Auxiliary Modality Learning with Generalized Curriculum Distillation

Authors: Yu Shen, Xijun Wang, Peng Gao, Ming Lin

ICML 2023 | Conference PDF | Archive PDF | Plain Text | LLM Run Details

Reproducibility Variable Result LLM Response
Research Type Experimental We also analyze the conditions under which AML works well from the optimization and data distribution perspectives. To guide various choices to achieve optimal performance using AML, we propose a novel method to assist in choosing the best auxiliary modality and estimating an upper bound performance before executing AML. In addition, we propose a new AML method using generalized curriculum distillation to enable more effective curriculum learning.
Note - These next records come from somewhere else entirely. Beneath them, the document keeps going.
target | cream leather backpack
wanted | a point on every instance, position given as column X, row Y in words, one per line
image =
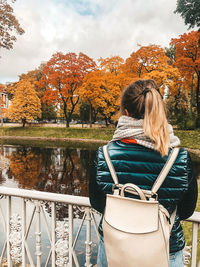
column 137, row 231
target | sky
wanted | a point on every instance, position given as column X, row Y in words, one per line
column 98, row 28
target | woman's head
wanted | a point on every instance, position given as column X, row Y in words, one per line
column 142, row 100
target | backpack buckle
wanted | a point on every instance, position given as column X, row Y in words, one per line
column 154, row 196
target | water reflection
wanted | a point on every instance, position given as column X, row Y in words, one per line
column 58, row 170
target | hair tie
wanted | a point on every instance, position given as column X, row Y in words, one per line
column 145, row 91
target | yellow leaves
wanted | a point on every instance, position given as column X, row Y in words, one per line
column 25, row 104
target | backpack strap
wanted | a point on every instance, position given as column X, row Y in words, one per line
column 110, row 165
column 165, row 170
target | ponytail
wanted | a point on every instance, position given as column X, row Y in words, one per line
column 155, row 123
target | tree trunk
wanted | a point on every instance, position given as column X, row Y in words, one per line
column 90, row 115
column 197, row 95
column 65, row 113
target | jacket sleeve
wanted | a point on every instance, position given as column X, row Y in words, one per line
column 97, row 197
column 187, row 204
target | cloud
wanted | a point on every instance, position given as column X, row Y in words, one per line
column 99, row 28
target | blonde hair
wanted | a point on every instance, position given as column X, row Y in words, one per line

Our method achieves the best performance compared to other SOTA methods.
Researcher Affiliation Academia 1Department of Computer Science, University of Maryland, College Park, Maryland, USA. Correspondence to: Yu Shen <yushen@umd.edu>.
Pseudocode Yes Algorithm 1 SAMD Training Paradigm Input: Training data from main modality IM, training data from auxiliary modality IA (chosen by method in Sec. 5.1) Output: student network weights θstu Initialisation: Training Round number t, epoch number in each round k, loss correlation β, network weights θstu and θtea. for r = 1 to t do Reset teacher weights with student weights for e = 1 to k do Feed IM and IA into teacher, update teacher weights θtea with Eq. 2 end for for e = 1 to k do Feed IM and IA into student, and feed IM into student, update student weights θstu with Eq. 1 and loss 3 end for end for
Open Source Code No Since there s no open-source code, we reimplement the original work, then apply our method to it.
Open Datasets Yes We use Audi dataset (Geyer et al., 2020) and Honda dataset (Ramanishka et al., 2018) in this experiment. Also, we use depth map (Type 1), frequency image (Type 2), and attention image (Type 3) as Auxiliary modalities.
Dataset Splits Yes For dataset, we use the CARLA (Dosovitskiy et al., 2017) simulator for training and testing, specifically CARLA 0.9.10 which includes 8 publicly available towns. We use 7 towns for training and hold out Town05 for evaluation, as in (Prakash et al., 2021).
Hardware Specification Yes All experiments are conducted using one Intel(R) Xeon(TM) W-2123 CPU, two Nvidia GTX 1080 GPUs, and 32G RAM.
Software Dependencies No The paper does not provide specific software dependencies with version numbers, such as particular deep learning frameworks or libraries.
Experiment Setup Yes We use the SGD optimizer with learning rate 0.001 and batch size 128 for training. The number of epochs is 2,000. The loss correlation β is set with different values for different knowledge distillation methods following (Tian et al., 2020). We pick epoch number in each round k = 5 from ablation study of k = 1, 2, 5, 20. We set the round number n = 400 for Audi dataset and n = 40 for Honda dataset.